Food Poppy Banned on Straw Fears
Russia’s confectionaries have faced acute shortage of food poppy, the price for which has recently soared from 90 rubles to between 210 rubles and 220 rubles per a kilogram. The reason is the requirement of Federal Customs Service, whereby only the poppy of 100-percent purification could be imported to Russia. Previously, the impurities, the poppy straw for instance, were often found in the raw poppy, the officials claim.
Wholesale prices for poppy soared from between 70 rubles and 75 rubles to 90 rubles per a kilogram by August, and the raw cost 210 rubles to 220 rubles in November, Rustam Atakhodzhaev, general director of Cheremushki bakery, said pointing out that there was no way to buy poppy in addition to high prices.
“With the aggregate monthly demand of our enterprises of five tons of poppy, we can hardly find this quantity of product on the market,” said St. Petersburg Khlebny Dom General Director Alexei Timchenko. Klhebny Dom is the subsidiary of Finland’ Fazer.

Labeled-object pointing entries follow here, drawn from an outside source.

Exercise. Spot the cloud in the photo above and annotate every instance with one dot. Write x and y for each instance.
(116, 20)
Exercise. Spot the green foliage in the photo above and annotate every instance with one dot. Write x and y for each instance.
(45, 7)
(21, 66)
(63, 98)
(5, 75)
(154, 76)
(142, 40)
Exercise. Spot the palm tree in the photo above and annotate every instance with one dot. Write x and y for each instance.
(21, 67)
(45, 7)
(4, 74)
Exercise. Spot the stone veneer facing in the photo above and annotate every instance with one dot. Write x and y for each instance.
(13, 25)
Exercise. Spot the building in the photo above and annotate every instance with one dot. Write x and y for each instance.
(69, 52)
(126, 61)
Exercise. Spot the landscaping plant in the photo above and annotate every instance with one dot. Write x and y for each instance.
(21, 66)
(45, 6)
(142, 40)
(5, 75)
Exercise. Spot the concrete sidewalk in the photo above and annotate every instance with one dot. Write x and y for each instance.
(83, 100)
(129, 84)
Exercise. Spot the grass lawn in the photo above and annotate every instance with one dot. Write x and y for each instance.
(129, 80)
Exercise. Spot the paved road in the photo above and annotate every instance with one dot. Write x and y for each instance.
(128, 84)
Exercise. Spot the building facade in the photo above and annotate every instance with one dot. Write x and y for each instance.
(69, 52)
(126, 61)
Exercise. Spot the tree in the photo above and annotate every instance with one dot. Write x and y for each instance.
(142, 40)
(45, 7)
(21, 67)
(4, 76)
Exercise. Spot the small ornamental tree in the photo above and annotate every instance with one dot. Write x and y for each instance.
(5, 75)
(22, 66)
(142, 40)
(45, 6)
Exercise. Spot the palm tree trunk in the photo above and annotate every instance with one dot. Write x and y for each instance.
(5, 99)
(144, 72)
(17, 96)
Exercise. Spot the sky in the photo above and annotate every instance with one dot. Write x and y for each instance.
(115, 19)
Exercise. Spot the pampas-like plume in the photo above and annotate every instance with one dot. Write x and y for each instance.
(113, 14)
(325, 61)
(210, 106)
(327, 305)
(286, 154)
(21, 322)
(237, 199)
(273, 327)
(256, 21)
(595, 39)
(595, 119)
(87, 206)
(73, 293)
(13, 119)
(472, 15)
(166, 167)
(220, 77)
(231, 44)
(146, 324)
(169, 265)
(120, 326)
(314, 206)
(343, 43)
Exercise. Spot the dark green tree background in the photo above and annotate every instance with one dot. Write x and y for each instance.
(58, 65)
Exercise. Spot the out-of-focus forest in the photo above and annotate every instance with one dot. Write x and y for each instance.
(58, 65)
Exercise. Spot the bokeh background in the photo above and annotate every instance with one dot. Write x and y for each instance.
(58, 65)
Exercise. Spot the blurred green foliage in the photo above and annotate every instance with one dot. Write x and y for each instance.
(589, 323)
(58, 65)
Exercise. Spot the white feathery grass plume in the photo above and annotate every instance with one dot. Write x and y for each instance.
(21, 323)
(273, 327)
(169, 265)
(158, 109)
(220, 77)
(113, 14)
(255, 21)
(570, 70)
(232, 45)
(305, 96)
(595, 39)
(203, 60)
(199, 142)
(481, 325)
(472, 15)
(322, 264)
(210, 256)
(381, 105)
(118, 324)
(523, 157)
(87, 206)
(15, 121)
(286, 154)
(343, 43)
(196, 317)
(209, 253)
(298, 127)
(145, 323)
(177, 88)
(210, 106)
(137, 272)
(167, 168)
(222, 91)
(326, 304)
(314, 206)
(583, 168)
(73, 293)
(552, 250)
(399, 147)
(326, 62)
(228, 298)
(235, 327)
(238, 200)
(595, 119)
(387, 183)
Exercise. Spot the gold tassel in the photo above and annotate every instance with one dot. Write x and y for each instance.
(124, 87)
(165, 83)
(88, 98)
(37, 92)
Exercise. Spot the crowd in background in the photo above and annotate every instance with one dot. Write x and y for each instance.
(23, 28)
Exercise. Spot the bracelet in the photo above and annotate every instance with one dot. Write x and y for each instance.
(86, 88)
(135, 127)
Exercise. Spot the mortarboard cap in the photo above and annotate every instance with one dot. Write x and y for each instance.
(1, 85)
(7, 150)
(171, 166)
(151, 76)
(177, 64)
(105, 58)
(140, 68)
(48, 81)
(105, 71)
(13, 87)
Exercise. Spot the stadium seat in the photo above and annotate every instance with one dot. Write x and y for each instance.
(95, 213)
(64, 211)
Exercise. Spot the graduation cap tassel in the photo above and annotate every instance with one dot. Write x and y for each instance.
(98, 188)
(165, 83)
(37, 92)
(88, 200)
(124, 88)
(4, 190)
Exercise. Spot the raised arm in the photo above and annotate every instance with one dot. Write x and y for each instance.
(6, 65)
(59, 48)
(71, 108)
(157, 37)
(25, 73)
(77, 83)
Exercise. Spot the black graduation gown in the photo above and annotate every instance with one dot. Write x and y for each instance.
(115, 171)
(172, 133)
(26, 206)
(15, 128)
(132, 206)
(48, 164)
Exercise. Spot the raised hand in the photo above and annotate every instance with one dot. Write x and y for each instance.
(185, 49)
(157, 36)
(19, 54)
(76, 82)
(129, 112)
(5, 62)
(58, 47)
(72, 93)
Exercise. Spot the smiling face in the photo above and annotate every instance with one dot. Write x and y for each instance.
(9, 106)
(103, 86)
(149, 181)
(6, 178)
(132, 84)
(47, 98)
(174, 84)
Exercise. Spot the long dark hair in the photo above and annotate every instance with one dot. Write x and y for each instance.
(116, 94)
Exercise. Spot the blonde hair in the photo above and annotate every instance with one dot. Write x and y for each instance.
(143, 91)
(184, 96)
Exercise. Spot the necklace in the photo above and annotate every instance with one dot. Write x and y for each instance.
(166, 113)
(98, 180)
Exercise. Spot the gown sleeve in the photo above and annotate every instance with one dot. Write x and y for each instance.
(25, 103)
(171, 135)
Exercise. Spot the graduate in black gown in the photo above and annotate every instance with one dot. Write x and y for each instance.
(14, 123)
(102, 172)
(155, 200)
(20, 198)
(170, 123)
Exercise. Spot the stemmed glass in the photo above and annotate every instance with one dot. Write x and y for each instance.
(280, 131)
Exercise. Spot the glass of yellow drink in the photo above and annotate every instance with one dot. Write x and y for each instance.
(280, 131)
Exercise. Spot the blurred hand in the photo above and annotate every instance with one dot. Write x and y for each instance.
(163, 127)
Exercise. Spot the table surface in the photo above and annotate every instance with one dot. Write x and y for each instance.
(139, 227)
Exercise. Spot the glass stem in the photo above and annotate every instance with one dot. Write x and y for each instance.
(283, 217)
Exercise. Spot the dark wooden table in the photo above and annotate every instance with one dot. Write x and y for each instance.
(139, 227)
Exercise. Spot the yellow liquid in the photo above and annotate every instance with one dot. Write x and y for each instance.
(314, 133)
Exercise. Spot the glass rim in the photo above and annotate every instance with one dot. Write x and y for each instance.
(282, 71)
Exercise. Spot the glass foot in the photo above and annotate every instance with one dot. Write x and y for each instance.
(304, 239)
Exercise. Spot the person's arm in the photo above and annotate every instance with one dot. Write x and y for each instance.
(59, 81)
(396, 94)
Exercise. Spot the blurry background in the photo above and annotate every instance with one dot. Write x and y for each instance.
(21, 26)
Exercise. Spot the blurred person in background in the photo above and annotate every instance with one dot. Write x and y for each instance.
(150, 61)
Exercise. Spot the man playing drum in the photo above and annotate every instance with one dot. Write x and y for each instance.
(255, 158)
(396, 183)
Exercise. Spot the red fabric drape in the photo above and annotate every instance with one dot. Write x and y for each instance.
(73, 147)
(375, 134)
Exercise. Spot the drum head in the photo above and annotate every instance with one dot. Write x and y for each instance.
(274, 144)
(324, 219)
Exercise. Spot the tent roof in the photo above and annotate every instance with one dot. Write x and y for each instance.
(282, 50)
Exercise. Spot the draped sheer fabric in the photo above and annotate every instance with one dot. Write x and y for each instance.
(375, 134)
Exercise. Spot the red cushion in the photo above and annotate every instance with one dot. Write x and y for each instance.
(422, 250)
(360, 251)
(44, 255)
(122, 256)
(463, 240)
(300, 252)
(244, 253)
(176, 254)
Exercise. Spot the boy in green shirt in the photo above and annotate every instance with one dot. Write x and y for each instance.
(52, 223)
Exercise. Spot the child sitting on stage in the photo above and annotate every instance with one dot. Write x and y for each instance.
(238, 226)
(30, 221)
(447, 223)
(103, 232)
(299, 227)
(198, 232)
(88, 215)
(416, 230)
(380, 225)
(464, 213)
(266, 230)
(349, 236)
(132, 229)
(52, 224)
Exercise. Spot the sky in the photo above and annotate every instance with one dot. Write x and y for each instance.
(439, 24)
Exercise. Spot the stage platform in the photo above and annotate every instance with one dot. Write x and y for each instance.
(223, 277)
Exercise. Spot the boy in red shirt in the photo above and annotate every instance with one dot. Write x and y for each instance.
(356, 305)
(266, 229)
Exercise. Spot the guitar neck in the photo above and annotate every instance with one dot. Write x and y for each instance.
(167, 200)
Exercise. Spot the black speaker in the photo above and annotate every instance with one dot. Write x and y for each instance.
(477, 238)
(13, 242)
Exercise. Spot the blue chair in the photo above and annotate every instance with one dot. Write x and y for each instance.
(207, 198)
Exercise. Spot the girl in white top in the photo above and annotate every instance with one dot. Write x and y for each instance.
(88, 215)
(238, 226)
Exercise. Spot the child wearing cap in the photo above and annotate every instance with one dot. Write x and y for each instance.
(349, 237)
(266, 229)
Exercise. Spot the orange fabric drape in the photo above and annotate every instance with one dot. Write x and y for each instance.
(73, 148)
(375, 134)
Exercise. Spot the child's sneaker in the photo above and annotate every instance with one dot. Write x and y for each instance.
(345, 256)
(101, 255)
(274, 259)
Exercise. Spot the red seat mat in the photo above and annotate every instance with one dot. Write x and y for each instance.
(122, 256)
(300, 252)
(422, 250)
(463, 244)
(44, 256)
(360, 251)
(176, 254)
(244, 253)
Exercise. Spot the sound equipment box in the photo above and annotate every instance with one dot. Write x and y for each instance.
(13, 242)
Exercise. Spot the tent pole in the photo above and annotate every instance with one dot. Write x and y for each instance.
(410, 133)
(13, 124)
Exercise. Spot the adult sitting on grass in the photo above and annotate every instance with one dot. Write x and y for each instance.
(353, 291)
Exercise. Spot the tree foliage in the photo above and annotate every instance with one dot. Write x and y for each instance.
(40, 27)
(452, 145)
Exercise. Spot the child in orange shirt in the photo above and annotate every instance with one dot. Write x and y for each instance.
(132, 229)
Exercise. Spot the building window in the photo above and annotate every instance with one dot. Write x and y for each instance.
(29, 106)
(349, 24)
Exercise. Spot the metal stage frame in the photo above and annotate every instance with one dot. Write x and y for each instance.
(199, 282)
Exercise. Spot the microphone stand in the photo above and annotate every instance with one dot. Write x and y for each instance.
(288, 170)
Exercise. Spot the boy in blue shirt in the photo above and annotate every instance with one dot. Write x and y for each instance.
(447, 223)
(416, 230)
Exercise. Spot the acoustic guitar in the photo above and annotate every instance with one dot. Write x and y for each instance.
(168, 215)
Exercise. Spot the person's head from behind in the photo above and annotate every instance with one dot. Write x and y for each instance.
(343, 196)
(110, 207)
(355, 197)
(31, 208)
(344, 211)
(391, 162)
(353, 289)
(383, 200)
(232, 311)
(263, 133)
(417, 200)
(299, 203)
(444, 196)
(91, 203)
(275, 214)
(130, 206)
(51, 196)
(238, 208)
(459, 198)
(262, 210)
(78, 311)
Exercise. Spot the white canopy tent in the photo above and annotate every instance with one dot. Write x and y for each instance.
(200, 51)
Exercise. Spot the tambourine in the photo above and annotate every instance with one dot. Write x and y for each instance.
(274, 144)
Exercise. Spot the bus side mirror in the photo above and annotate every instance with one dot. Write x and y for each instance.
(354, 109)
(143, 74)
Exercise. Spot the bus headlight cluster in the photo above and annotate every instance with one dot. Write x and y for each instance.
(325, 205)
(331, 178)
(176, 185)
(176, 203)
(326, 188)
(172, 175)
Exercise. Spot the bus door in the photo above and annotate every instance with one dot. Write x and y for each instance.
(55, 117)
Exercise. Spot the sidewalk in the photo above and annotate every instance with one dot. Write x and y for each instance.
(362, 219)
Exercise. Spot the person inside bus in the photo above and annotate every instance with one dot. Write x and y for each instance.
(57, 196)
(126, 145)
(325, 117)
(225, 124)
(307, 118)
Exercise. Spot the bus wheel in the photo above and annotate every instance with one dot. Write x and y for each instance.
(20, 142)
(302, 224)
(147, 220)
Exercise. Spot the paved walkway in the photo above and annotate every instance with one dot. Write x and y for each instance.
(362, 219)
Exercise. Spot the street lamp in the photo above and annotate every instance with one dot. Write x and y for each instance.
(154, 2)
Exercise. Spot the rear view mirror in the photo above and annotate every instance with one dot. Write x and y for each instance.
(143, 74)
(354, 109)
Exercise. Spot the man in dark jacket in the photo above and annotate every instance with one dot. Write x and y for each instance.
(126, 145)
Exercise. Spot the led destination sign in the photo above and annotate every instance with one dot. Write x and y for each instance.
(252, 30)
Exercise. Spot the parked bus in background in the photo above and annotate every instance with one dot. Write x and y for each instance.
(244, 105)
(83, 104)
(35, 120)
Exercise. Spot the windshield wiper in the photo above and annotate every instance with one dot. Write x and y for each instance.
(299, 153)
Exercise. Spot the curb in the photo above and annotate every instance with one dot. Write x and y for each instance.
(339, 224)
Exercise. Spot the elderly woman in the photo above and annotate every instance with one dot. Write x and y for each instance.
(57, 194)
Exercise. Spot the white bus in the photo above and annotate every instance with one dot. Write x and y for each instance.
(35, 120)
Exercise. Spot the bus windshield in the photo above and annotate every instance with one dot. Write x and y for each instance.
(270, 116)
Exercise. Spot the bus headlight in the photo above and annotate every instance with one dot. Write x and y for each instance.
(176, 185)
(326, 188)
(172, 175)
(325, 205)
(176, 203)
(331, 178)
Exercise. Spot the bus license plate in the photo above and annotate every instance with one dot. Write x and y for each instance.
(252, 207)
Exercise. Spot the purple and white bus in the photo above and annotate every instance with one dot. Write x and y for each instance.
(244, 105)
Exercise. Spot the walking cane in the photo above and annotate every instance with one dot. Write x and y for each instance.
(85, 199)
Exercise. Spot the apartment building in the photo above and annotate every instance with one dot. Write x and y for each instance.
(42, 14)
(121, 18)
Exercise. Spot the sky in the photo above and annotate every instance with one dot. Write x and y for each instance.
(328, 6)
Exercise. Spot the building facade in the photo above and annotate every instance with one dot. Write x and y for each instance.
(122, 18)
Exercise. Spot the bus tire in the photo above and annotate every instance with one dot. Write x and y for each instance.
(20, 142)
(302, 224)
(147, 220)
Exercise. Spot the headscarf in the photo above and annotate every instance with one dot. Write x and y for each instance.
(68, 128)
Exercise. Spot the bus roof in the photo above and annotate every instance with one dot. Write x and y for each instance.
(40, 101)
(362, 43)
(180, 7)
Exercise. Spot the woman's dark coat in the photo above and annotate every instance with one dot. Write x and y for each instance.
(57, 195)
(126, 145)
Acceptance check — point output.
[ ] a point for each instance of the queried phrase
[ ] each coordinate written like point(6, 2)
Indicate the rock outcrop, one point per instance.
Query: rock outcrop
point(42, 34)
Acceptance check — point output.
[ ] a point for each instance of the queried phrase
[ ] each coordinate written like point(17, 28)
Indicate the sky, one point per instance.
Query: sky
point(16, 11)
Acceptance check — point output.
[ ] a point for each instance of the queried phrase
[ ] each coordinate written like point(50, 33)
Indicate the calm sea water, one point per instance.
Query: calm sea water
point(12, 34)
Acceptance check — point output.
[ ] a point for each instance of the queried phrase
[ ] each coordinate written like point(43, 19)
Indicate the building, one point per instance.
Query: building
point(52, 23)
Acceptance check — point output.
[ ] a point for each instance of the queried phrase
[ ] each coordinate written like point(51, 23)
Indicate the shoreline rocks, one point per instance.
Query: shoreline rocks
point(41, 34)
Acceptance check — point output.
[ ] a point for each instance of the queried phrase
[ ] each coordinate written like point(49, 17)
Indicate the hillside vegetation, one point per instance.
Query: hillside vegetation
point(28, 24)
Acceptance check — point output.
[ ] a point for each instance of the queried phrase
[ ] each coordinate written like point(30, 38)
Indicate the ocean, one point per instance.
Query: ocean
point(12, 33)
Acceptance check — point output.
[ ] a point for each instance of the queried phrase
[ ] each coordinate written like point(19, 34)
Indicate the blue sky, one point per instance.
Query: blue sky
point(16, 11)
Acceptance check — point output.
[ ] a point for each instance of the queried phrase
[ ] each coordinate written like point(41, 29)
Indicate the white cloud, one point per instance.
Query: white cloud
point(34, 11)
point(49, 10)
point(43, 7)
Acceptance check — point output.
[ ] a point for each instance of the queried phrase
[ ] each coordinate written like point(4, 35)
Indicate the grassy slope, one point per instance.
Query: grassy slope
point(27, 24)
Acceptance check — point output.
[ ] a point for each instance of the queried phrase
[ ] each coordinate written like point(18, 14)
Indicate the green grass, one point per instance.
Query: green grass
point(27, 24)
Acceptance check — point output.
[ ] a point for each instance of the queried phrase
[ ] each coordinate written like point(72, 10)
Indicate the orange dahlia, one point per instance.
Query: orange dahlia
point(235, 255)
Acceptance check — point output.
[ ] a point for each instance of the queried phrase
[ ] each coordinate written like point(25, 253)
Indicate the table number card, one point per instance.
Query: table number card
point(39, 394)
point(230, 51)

The reason is simple. Planting poppy is prohibited in Russia, but the Federal Customs Service restricted its import in August, blaming the limits on availability of drug impurities, the poppy straw and the poppy milk, in the raw poppy.
“All poppy seeds without the 100-percent purification were said containing the drug and banned from being imported to Russia,” the confectioners commented on November situation with supplies of this popular product.